Curious about one thing though, how does it handle switching between languages? I work with both Greek and English daily and local models usually struggle with that.
Great work, bookmarking this.
> The excellent on device capabilities makes one wonder if these are the basis for the models that will be deployed in New Siri under the deal with Apple….
https://www.latent.space/p/ainews-gemma-4-the-best-small-mul...
If I run this with internet connected it works flawlessly. Even if I disconnect my internet afterwards it still goes on working fine.
Why there has to be an internet connection established at the time I open the localhost site when all of this should be working purely on device?
Despite of this, I am really impressed that this actually works so fast with video input on my M4 Pro 48 GB.
For now what I did was:
- Tested in Chrome/Safari/Firefox on Tahoe.
- Followed the quick start install instructions from github repo
- Everything worked
- Closed terminal
- Disconnected internet (Wifi off)
- Opened terminal
- Started server again (uv run server.py)
- Opened localhost in browser, it asked for camera/mic normally, granted access, saw camera live feed but "loading..." at bottom center of the site and AI did not listen/respond
- Reproduced this about 3 times with switching between wifi on/off before starting the server, always the same (working with internet; not working without)
- Figured it also works fine if I start the server with internet connected and disconnect it afterwards
Gemma 4 is kinda too heavyweight even with E2B. I am sticking with qwen 0.8B at the moment.
I’ve been looking for a good video summarizing / understanding model!
In regards to the video capability, I haven't tested it myself, but here's a benchmark/comparison from Google [0]
sure, maybe it's still frame-by-frame but so fast and so often that the model retains a rolling context of what's going on and can answer cleanly temporal questions.
"how packages were delivered over the last hour", etc.
Video: https://www.youtube.com/live/WuCxWJhrkIM
Generated writeup: https://taonexus.com/publicfiles/apr2026/pirate-gemma-journa...
"You will have to unlock your iphone first" is kind of a deal-breaker when you are in the middle of mixing polyurethane resin and have gloves and a mask on.
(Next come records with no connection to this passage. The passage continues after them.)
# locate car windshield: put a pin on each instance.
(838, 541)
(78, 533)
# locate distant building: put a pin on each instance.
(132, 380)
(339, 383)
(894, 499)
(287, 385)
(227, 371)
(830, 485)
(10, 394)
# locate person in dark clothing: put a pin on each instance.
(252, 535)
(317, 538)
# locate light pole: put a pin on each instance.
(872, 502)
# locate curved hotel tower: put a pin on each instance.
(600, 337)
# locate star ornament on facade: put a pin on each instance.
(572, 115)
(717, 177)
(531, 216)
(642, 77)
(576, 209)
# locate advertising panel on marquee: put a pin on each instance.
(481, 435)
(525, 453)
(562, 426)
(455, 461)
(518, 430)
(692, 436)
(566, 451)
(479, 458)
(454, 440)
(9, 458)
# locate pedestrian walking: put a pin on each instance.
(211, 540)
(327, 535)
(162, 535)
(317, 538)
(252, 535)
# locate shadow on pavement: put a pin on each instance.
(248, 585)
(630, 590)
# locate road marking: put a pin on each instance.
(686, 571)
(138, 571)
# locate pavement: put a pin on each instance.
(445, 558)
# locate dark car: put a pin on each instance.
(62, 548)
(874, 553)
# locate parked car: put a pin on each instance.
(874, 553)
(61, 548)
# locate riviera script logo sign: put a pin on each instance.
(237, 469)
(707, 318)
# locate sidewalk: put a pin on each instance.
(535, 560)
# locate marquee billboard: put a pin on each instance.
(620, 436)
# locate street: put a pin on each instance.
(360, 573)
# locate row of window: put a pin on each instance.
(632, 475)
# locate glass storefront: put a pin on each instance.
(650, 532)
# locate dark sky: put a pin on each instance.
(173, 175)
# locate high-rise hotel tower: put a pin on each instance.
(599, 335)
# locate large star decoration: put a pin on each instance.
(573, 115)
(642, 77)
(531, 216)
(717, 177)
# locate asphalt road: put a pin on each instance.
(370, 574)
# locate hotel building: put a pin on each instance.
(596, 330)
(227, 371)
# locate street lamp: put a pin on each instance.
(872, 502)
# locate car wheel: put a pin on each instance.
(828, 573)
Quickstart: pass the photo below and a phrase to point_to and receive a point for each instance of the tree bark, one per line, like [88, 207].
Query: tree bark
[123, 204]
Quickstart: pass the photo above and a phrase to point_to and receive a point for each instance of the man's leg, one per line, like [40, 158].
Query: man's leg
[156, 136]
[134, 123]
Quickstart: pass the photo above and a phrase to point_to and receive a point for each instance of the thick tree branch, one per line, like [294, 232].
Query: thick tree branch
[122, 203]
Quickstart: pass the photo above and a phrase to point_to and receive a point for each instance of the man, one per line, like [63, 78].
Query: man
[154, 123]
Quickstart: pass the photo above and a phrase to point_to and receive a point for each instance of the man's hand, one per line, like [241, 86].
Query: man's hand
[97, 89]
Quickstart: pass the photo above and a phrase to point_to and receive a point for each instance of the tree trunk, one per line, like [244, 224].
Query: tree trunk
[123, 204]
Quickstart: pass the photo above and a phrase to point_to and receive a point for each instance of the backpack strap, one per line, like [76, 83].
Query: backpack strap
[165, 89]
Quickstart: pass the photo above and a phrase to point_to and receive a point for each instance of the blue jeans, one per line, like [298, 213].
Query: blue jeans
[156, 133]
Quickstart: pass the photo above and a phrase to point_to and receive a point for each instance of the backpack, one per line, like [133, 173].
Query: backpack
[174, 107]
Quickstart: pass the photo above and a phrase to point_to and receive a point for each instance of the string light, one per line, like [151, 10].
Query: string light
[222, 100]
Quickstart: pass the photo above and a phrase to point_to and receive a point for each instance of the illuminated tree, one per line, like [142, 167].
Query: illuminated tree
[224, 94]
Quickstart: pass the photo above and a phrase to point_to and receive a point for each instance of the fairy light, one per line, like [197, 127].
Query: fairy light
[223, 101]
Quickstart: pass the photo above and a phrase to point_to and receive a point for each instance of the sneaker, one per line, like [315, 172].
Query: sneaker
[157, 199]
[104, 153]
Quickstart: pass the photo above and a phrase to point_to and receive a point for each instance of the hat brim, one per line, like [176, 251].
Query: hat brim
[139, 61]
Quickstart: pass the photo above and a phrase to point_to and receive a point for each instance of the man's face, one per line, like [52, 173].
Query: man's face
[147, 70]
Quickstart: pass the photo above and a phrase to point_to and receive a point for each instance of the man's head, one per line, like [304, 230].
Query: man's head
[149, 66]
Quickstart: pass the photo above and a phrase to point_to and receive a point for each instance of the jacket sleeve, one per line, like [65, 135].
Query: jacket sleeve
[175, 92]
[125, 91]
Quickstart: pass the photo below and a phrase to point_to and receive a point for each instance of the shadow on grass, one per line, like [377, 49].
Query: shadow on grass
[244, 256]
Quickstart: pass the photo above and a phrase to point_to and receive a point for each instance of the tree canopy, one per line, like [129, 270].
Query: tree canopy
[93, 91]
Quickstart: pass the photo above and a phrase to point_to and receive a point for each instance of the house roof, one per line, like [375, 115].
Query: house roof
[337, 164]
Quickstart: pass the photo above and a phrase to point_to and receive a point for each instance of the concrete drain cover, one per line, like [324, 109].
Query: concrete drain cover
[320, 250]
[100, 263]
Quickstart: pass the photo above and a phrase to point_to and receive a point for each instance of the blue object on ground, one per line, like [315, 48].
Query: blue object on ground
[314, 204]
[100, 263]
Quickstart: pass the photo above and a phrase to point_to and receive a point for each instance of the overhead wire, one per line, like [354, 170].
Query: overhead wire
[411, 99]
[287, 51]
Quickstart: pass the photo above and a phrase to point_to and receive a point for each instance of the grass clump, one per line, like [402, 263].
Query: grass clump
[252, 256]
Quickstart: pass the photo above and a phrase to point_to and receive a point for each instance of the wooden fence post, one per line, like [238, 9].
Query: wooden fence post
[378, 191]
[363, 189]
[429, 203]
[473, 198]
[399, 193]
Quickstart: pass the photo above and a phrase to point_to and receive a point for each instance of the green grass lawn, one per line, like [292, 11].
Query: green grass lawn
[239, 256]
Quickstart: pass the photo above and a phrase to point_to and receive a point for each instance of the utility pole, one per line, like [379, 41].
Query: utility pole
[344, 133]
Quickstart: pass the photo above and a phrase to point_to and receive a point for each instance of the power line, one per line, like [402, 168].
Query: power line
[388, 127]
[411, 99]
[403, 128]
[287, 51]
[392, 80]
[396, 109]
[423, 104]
More and more I find that we have the technology, but the supposedly "tech" companies are the gatekeepers, preventing us from using the technological advances and holding us back years behind the state of the art.
I'll be trying this out on my Macbook, looks very promising!
It's clear Tim Cook doesn't ever try to use Siri wearing gloves. Or ever, for that matter :-)
Yes same with RSS readers being dropped by large companies. Worked too good I guess!
It's truly absurd how the Google voice assistant USED to work properly for setting timers, playing music, etc, and then they had to break it 15 times and finally replace it with much slower AI that only kinda does what you want. I'm done.
Selfhosted is the way to go if you want to keep your sanity. My wife has basically given up on any Google/Apple voice assistants being able to do anything useful above "set a 10 minute timer".